6.      Replace both of our not-so-gently used vehicles.
7.      Hire a contractor to complete every home improvement project I have ever dreamed up.
8.      Hire a contractor to complete every home improvement project my parents have dreamed up for their house.
9.      Set up a fund that will pay for every vacation we can dream up forever.
10.  Live happily ever after J
How about you? What would you do?

Friday, March 9, 2012

How do you know when it’s time to let go?

I know many people struggle with this question on far bigger issues than the one I’m struggling with now; things like floundering marriages, destructive long-term friendships, or that 80’s haircut that’s just too rockin’ to lose (it’s not, but…well, you know). It’s easy to identify why these things are bad for (you’re fighting all the time, the person makes you feel bad about yourself, it’s likely to land you on What Not to Wear), and yet for any of a plethora of reasons, you hang on.

Often this is seen as a good thing. Tenacity. Perseverance. Stick-to-it-iveness. These are all hailed as admirable traits. Don’t be a quitter, we instruct our children. Never give up. Believe in yourself. Hang in there. But sometimes you do indeed have to let go. For your own sanity, heath, fashion sense, whatever. I think I may have reached that point with my first novel.
I started this tome back when my darling second-grader was just learning to talk. The idea came to me while driving past a cemetery one chilly fall night when numerous blue votive candles burned, commemorating loved ones now passed. I shivered at the idea of setting the first scene of a story there—a good, creepy, ghost-story shiver. The book grew from that point. But not in anything close to a linear direction. It branched and weaved, it morphed, expanded and regrouped. It changed direction at least twenty times.

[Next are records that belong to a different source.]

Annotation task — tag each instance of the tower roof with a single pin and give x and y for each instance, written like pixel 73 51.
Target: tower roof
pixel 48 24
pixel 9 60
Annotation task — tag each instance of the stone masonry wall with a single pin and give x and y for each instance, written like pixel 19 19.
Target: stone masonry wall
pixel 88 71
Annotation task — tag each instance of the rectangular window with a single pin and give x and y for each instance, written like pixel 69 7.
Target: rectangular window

I remember taking the first chapter (a mere 30 pages of the first draft) to a writer’s retreat, confident that my gift would wow the other attendees and leave them all wondering why they were even bothering with their craft when such natural talent exists in the world. I was informed (politely, but in no uncertain terms) that no middle-schooler would choose to read 30-page chapters rather than play the Wii. At first I felt affronted. Obviously they hadn’t grasped my vision. They hadn’t heard enough of the story. They couldn’t see the big picture. Didn’t they know how long Harry Potter was?
But after I stewed for a while, I felt stupid. Of course they were right. How could I not have seen it? What had I been thinking? And so I revised and rewrote, cut and pasted, reworked and reorganized. Feeling proud of the progress I’d made, I sent the manuscript to the editor from the retreat, who liked it, But…

And so I rewrote again. Feeling proud once again, I submitted again. But fourteen agents didn’t like it enough to request more.

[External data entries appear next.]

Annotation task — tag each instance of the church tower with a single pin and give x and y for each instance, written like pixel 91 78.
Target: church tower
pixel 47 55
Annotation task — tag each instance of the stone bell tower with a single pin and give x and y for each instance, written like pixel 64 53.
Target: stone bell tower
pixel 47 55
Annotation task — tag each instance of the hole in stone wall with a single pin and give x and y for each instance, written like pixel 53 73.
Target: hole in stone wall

And so, again, I’m revising. And yet, after almost seven years working with this story and these characters, I’m still getting feedback that says my characters aren’t well defined enough, that their story isn’t jumping off the page. I’m now wondering, is it time to let them go? Perhaps I’ve done all I can with this story, with these two middle-school boys and the ghosts that haunt them. Maybe this story is destined to be mine alone, and not one I’ll ever share with the world. Maybe it’s time to lay them to rest just like the many departed souls in the cemetery.

But, just like a bad relationship or a comfortable haircut, it’s so hard to let them go.